Submit simulation report files in T-Square (but rename them to sesc_lu.mipseb.Part1-p1, sesc_lu.mipseb.Part1-p2, sesc_lu.mipseb.Part1-p4, sesc_lu.mipseb.Part1-p8, and sesc_lu.mipseb.Part1-p16).

Part 2: Using a larger problem

Now repeat the simulations from Part 1, but this time using <size> of 256, and you will only need simulations with 1, 4, and 16 threads.

  1. What is the parallel speedup and parallel efficiency with 4 and with 16 processors when this larger problem size is used?

  2. Compared to your results for the same number of processors from Part 1.A), why is parallel efficiency now better?

  3. Look at the report for the 16-threaded execution and note how processor 0 executed more than its fair share of all instructions. Why is this so?

Submit simulation report files in T-Square (but rename them to sesc_lu.mipseb.Part2-p1, sesc_lu.mipseb.Part2-p4, and sesc_lu.mipseb.Part2-p16).

Part 3: Cache miss behavior

In this part of Project 2, we will be focusing on the number of read misses in the DL1 (Data L1) cache. In the report file generated by the simulator (sesc_lu.mipseb.something), the number of cache read misses that occur in each DL1 cache (one per processor core) is reported in lines that begin with “P(0)_DL1:readMiss=” for Processor 0, “P(1)_DL1:readMiss=” for Processor 1, etc.

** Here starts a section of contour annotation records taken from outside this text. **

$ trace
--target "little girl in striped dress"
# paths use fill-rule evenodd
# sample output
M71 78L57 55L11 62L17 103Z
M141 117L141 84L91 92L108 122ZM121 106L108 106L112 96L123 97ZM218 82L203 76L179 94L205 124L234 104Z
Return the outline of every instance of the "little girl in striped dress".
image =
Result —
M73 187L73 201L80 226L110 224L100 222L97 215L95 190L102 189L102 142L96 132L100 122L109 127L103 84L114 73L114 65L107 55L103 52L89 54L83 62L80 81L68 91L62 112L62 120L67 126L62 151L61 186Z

  1. What is the total number of DL1 read misses that occur in simulations from Part 1 (<size> is 128) with 1, 4, and 16 threads/processors used? Why does the number of these misses decrease as we go from one to four threads/processors? Why does the number of these misses increase as we go from four to sixteen threads/processors?

  2. What is the total number of DL1 read misses that occur in simulations from Part 2 (<size> is 256) with 1, 4, and 16 threads/processors used? Why does the number of these misses now decrease as we go from one to four and also as we go from four to sixteen threads/processors? The misses reported as “readMiss” by the simulator are those that occur when a load instruction does not find data in the DL1 cache, so the DL1 cache sends a request to the L2 cache to get that block. Another type of cache miss is one that occurs when the data is not found in the DL1 cache, but the data has already requested from the L2 cache (miss under a miss). The number of such misses is reported as “readHalfMiss”.

  3. Consider simulations with 1, 4, and 16 threads from Part 1. In each of these three simulations, what is the average number of (half) misses that occur under another (full) miss?

  4. Consider simulations with 1, 4, and 16 threads from Part 2. In each of these three simulations, what is the average number of (half) misses that occur under another (full) miss?

  5. Explain the difference between your answers for C) and for D)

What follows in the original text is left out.